Ночь. Лес гудит, сыплет дождем и хвоей; колючие лапы и сучья цепляются, рвут рубаху. Босые ноги разбиты в кровь.

Шли долго. Но вот мужик остановился и молвил, переведя дух:

– Теперь не сыщут. Далече забрались… Жив ли, паря?

Иванка устало привалился к ели; его знобило, в глазах плыли огненные круги. Мужик снял зипун, накинул Болотникову на плечи. Иванка слабо отмахнулся.

– Не надо. Зазябнешь.

– Одевай, знай. Худо тебе, паря. Сколь в воде простоял, вот лихоманка и крутит. А ты потерпи, сейчас костер запалю, согреешься.

Мужик нырнул в чащу. Его долго не было, но вот он появился с охапкой валежника; опустился на землю, достал огниво.

Когда костер разорвал тьму, Иванка впервые увидел его лицо. Оно было молодо и румяно, с небольшой курчавой русой бородкой и веселыми глазами. Одет парень в синюю рубаху и холщовые порты, заправленные в сапоги, на голове – суконный колпак.

– Как звать, друже?

– Васютой. Васюта Шестак я, из патриаршего села У гожи, – словоохотливо промолвил парень.

– Это от вас на Москву рыбу возят?

– Ишь ты, – улыбнулся Васюта. – Наслышан? От нас, от нас. На озере Неро село-то. Самого патриарха и государя рыбой тешим… Да ты к огню ближе, кали пятки. Тебе сугреву надо.

Васюта поднял с земли котому, развязал и протянул Иванке добрый кус сушеного мяса и ломоть хлеба.

– На, пожуй.

Иванка был голоден: два дня ничего не ел. Вытянул ноги к костру и принялся за горбушку. А Васюта вновь нырнул во тьму и вернулся с пучком ивняка.

– Наломал-таки. Тут речушка недалече. Лапти тебе сплету.

Подкинул валежнику. Болотникова обдало клубами дыма; но вот лапник затрещал, пламя взметнулось ввысь, посыпались искры, и едкое облако пропало, растворилось.

– Ходишь за мной. Из ямы вызволил…

– Из ямы-то? Поглянулся ты мне, вот и вызволил, – простодушно ответил Васюта. – Дай-ка ступни прикину.

Болотников смотрел на его ловкие сноровистые руки, и на душе его потеплело: «Кажись, добрый парень. Но зачем к Мамону пристал?»

– Сам сплету, – придвинулся он к Васюте.

– Сам?

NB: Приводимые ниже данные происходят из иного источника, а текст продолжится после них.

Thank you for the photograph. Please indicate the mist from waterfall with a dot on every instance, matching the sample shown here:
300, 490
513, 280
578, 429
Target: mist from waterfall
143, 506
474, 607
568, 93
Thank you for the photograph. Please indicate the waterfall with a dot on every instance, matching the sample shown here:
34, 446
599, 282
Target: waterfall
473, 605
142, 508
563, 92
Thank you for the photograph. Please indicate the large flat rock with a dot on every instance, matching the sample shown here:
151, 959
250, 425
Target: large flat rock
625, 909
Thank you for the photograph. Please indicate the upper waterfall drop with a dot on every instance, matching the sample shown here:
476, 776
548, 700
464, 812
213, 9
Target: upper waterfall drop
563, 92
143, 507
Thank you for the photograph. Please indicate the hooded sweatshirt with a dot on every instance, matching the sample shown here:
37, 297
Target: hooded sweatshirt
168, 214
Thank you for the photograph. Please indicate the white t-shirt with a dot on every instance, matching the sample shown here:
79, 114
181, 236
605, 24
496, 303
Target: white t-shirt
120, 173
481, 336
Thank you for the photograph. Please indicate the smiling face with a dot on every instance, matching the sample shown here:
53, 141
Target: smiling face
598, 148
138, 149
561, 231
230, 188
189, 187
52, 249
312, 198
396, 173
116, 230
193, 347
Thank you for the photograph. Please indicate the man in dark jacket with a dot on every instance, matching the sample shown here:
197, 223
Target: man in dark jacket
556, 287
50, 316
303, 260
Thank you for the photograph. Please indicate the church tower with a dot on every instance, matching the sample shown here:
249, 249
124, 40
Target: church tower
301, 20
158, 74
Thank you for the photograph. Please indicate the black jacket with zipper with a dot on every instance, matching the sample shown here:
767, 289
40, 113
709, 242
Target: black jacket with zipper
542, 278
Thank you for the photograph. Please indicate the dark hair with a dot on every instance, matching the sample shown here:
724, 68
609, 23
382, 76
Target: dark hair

Ишь ты… Ужель приходилось?

– Мыслишь, сын боярский? – усмехнулся Иванка.

– А разве нет? Одежа на тебе была господская, вот и подумал.

– Сохарь я, сын крестьянский. А кличут Иванкой.

– Вот и ладно, – повеселел Васюта. – Теперь и вовсе нам будет повадней, – однако ивняк оставил у себя. – Квелый ты еще, лежи. Лихоманку разом не выгонишь.

Дождь утихал, а вскоре иссяк, и лишь один ветер все еще гулял по темным вершинам.

Васюта споро плел лапти и чуть слышно напевал. Иванка прислушался, но протяжные, грустные слова песни вязли в шуме костра.

– О чем ты?

– О чем? – глаза Васюты стали задумчивыми. – Мать, бывало, пела. Сестрицу ее ордынцы в полон свели. Послушай.

Васюта пел, а Иванке вдруг вспомнилась Василиса: добрая, ласковая, синеокая. Где она, что с ней, спрятал ли ее бортник Матвей?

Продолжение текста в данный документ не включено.